Following his recuperation, he unsuccessfully sought
work as an explorer and big game hunter, emigrating to the U.S. for the
St. Louis World’s Fair in 1904 as part of a riding exhibition. He helped
establish the Paterson, New Jersey mounted police unit and worked as a
cowboy in Texas before taking a job with Shakespearean actor Robert Mantell
training actors to play soldiers, soon joining their ranks on stage.
McGowan began working with Kalem Motion Picture Company
as a bit player in 1909, and travelled the world with the company, acting
and directing films in Florida, Alabama, Ireland, London, Germany, Egypt,
Palestine, and Syria. Following his return from his overseas journey to
film the groundbreaking five-reel story of Jesus Christ, “From the Manger
to the Cross,” McGowan advanced in the company when several key personnel
quit, incensed at being shut out of sharing in the film’s profits.
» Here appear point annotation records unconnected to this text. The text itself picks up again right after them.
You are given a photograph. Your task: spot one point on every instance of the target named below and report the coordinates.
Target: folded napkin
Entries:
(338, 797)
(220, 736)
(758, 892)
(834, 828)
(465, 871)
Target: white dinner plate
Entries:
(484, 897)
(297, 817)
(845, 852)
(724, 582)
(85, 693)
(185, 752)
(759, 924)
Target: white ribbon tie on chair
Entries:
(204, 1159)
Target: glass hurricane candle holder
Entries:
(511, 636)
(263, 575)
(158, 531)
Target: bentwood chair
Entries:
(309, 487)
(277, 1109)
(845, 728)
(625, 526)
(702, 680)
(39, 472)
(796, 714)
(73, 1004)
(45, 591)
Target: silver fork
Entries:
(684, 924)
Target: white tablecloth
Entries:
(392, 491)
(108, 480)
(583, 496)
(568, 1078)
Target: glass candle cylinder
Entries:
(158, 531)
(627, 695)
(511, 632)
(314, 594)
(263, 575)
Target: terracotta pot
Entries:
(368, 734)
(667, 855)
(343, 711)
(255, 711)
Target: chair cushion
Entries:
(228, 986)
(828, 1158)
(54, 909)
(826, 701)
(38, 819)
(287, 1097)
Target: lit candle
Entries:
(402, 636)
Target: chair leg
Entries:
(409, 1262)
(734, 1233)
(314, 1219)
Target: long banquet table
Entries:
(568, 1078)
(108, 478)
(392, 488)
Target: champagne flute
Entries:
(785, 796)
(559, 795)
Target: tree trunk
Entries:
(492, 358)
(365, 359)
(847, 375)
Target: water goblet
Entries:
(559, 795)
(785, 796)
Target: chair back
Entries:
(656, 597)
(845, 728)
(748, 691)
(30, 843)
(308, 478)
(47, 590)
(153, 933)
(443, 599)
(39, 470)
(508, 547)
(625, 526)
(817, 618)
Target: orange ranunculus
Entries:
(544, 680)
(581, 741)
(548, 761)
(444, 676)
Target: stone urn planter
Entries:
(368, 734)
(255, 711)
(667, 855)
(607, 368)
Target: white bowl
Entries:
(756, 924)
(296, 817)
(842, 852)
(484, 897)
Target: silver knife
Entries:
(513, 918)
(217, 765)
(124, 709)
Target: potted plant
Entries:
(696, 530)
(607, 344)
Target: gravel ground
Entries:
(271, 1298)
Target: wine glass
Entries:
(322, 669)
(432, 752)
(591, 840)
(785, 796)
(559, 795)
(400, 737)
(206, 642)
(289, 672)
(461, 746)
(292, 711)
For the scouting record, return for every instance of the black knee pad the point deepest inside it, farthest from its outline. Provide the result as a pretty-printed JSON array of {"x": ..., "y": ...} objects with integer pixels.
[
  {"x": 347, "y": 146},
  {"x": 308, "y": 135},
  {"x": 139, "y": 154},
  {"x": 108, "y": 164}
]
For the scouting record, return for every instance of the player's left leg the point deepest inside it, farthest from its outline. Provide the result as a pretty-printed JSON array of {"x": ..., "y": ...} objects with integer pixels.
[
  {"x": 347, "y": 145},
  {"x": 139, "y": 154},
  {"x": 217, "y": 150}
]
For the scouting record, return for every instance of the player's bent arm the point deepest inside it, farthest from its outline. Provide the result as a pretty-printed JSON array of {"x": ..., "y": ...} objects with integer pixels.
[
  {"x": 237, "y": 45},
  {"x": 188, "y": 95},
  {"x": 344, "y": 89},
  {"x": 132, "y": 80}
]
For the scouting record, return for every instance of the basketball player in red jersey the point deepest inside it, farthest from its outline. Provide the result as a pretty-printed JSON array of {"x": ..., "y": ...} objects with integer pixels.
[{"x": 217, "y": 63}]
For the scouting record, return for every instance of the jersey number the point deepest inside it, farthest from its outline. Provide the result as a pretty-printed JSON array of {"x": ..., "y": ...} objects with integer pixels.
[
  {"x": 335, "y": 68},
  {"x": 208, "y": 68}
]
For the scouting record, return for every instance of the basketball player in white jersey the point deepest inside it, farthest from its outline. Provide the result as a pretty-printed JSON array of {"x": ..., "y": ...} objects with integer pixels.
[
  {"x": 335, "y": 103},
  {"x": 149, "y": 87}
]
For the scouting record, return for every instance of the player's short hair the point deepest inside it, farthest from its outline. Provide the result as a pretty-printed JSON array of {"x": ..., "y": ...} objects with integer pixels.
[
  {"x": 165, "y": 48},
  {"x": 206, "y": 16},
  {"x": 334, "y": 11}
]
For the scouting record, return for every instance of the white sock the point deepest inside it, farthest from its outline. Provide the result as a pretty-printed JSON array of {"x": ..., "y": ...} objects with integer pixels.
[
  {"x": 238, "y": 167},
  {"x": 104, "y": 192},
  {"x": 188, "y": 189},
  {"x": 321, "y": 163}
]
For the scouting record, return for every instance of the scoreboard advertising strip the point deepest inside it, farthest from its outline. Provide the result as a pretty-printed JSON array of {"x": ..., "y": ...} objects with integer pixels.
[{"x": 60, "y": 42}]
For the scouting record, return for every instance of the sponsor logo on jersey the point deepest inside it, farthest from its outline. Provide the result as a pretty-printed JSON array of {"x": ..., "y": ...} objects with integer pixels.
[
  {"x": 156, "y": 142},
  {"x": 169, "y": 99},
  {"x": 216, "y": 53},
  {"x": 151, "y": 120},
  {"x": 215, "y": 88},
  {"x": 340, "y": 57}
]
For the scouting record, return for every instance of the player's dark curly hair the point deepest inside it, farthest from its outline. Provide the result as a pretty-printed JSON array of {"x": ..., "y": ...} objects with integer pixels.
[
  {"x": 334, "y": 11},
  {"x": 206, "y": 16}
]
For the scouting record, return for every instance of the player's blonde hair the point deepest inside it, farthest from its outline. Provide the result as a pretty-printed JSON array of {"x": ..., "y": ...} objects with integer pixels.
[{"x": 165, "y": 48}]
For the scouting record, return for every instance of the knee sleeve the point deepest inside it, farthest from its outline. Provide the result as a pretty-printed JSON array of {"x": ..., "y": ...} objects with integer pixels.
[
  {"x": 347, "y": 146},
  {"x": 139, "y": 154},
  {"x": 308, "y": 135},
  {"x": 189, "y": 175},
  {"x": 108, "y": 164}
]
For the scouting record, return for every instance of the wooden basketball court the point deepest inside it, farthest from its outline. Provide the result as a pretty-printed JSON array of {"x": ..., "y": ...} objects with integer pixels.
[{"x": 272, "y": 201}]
He moved to California in 1912, directing weekly episodes
of the “Hazards of Helen” serial, marrying lead Helen Holmes and founding
Signal Films with her. He also continued to appear on-camera as a villain
in Westerns. Upon retirement from directing and acting, he served as the
Executive Secretary of the Screen Directors Guild (later renamed the Directors
Guild of America) from 1939-51, and was awarded a lifetime membership.
McGowan died in his sleep at his West Hollywood home
on March 26, 1952, survived by his adopted daughter Dorothy and third wife
Kaye. He is interred at Forest Lawn Memorial Park in Glendale, California.
In 2005, McFarland Books released “J.P. McGowan: Biography of a Hollywood
Pioneer,” penned by John J. McGowan, a relative.